Take part in Quality Management Partnership’s Phase 2 Consultations




In November and December, we are hosting a consultation process on the proposed provincial quality management programs in colonoscopy, mammography and pathology. Online consultations are launching on November 3rd and will run until December 12, 2014. This is your opportunity to tell us what you think of our proposed recommendations for quality management programs. This consultation is open to everyone and will include a survey for each specialty and a discussion forum where you can share your thoughts with others. To participate, visit: www.cpso.on.ca/QMPconsult.

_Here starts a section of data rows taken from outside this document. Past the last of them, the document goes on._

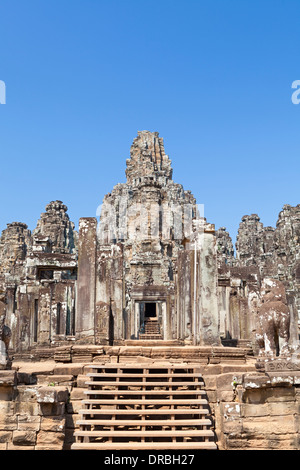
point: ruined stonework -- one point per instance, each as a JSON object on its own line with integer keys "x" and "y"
{"x": 151, "y": 268}
{"x": 38, "y": 273}
{"x": 144, "y": 254}
{"x": 150, "y": 285}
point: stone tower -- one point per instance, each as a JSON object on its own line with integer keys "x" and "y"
{"x": 143, "y": 257}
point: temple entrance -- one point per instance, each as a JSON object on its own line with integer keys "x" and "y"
{"x": 150, "y": 310}
{"x": 150, "y": 320}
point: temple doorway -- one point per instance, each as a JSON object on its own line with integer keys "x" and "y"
{"x": 150, "y": 310}
{"x": 150, "y": 320}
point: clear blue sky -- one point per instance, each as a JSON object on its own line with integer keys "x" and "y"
{"x": 212, "y": 77}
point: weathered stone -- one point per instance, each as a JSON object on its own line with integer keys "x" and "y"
{"x": 52, "y": 394}
{"x": 24, "y": 438}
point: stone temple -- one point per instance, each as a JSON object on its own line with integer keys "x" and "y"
{"x": 152, "y": 280}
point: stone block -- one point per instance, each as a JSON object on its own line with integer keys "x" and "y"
{"x": 28, "y": 408}
{"x": 226, "y": 381}
{"x": 77, "y": 394}
{"x": 57, "y": 379}
{"x": 29, "y": 423}
{"x": 8, "y": 378}
{"x": 52, "y": 394}
{"x": 81, "y": 381}
{"x": 50, "y": 439}
{"x": 5, "y": 436}
{"x": 273, "y": 425}
{"x": 68, "y": 369}
{"x": 53, "y": 424}
{"x": 52, "y": 409}
{"x": 24, "y": 438}
{"x": 8, "y": 422}
{"x": 254, "y": 410}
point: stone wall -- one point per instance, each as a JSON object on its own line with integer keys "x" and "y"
{"x": 252, "y": 411}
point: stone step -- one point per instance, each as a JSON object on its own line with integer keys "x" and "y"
{"x": 139, "y": 434}
{"x": 144, "y": 422}
{"x": 176, "y": 446}
{"x": 150, "y": 412}
{"x": 150, "y": 376}
{"x": 168, "y": 404}
{"x": 121, "y": 383}
{"x": 145, "y": 392}
{"x": 145, "y": 366}
{"x": 150, "y": 401}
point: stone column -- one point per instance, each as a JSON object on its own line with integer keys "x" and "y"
{"x": 207, "y": 285}
{"x": 86, "y": 283}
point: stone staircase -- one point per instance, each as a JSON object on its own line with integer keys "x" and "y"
{"x": 151, "y": 330}
{"x": 144, "y": 407}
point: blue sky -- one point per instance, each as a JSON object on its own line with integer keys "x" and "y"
{"x": 212, "y": 77}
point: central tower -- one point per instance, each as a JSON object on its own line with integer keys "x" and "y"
{"x": 146, "y": 267}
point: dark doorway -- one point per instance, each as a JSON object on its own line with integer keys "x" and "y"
{"x": 150, "y": 309}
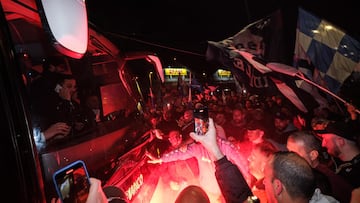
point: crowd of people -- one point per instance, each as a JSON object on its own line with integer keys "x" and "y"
{"x": 255, "y": 146}
{"x": 321, "y": 147}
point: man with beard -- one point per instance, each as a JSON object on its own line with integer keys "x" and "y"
{"x": 340, "y": 141}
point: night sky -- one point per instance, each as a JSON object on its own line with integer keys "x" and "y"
{"x": 181, "y": 29}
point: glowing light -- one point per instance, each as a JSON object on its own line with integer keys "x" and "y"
{"x": 134, "y": 187}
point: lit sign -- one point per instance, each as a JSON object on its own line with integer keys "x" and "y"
{"x": 131, "y": 191}
{"x": 175, "y": 71}
{"x": 223, "y": 73}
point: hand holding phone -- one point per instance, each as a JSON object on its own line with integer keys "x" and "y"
{"x": 72, "y": 182}
{"x": 201, "y": 120}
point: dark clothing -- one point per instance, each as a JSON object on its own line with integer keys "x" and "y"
{"x": 338, "y": 187}
{"x": 231, "y": 182}
{"x": 350, "y": 171}
{"x": 187, "y": 128}
{"x": 236, "y": 131}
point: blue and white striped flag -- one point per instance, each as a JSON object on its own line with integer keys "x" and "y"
{"x": 330, "y": 55}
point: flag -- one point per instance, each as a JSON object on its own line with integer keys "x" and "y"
{"x": 323, "y": 52}
{"x": 246, "y": 54}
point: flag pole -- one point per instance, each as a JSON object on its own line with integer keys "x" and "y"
{"x": 289, "y": 70}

Why are we consulting with you?

We are accountable to the Ministry of Health and Long-Term Care for designing provincial quality management programs for colonoscopy, mammography and pathology through extensive consultation and meaningful collaboration with clinical experts, system partners and other relevant stakeholders.

Your feedback will help shape the Phase 2 Report we will submit to the Ministry of Health and Long-Term Care in March 2015.

Visit the QMP website for more information.  

A warning about using multi-dose vials


In early October, we sent a letter to all OHP Medical Directors regarding recent infection control breaches in OHP clinics. One aspect of the letter centred on the use of multi-dose vials.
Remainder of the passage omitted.